I can not get my head around why mathematica can not solve this equation:

In[22]:= Solve[1/x^12 - 2/x^6 + 1/2 (-2 + x)^2 HeavisideTheta[-2 + x] == 0]
During evaluation of In[22]:= Solve::nsmet: This system cannot be solved with the methods available to Solve. >>
Out[22]= Solve[1/x^12 - 2/x^6 + 1/2 (-2 + x)^2 HeavisideTheta[-2 + x] == 0]

using mathematica 9.0.1.0.

Edit:

In[24]:= Plot[1/x^12 - 2/x^6 + 1/2 (-2 + x)^2 HeavisideTheta[-2 + x], {x, 1, 3}]

Answer 1

If you want to look for analytic solutions ( which is what Solve does ), assume the step function has a value 0 or 1 , use Solve and check the step function assumption against the results:

 Select[ Solve[1/x^12 - 2/x^6 + 1/2 (-2 + x)^2  (0) == 0]  ,  
     HeavisideTheta[-2 + x /. #] == 0 & ]

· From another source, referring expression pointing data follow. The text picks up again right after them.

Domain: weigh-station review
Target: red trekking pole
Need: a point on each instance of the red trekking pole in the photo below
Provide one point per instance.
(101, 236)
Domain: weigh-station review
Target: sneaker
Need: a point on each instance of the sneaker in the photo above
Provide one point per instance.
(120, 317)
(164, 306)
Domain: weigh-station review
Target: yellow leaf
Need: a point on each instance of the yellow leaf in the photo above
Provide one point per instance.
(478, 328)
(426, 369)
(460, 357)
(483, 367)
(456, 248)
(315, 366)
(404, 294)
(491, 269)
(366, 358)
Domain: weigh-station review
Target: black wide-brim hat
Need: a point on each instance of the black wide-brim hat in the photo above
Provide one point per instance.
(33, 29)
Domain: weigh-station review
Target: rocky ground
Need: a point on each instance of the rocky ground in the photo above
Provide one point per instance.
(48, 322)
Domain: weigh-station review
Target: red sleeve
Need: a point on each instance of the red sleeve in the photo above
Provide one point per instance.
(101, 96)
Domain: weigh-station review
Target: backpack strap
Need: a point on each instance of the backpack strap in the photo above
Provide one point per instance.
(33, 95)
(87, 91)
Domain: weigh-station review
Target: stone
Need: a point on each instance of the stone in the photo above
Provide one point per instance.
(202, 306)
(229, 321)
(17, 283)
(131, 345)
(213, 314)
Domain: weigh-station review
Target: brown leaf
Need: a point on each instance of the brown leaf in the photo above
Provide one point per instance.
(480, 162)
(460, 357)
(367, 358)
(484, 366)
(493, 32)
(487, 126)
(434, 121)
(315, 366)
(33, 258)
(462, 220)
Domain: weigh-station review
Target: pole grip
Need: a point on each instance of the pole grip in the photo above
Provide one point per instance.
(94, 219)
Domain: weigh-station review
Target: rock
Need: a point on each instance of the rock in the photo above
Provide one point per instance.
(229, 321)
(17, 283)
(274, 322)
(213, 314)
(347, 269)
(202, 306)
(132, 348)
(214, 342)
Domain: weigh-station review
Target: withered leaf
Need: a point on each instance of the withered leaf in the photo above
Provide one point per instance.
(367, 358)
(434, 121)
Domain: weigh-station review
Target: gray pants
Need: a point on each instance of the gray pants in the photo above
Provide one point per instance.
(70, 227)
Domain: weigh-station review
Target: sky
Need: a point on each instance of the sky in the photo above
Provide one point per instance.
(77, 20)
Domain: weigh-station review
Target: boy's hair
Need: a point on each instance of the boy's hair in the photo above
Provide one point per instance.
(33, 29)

{{x -> -(1/2^(1/6))}, {x -> 1/2^(1/6)}}

 Select[ Solve[1/x^12 - 2/x^6 + 1/2 (-2 + x)^2  (1) == 0]  ,  
     HeavisideTheta[-2 + x /. #] == 1 & ]

{{x -> Root[2 - 4 #1^6 + 4 #1^12 - 4 #1^13 + #1^14 &, 2]}}

Of the three solutions, the one I guess you want is the last one , the root of a 14th order polynomial, which you need to eval numerically anyway:

 N[Root[2 - 4 #1^6 + 4 #1^12 - 4 #1^13 + #1^14 &, 2] ]

2.18999

Answer 2

FindRoot is often more aggressive

FindRoot[1/x^12-2/x^6+1/2(-2+x)^2 HeavisideTheta[-2+x]==0, {x, 3}]

and that almost instantly returns the solution.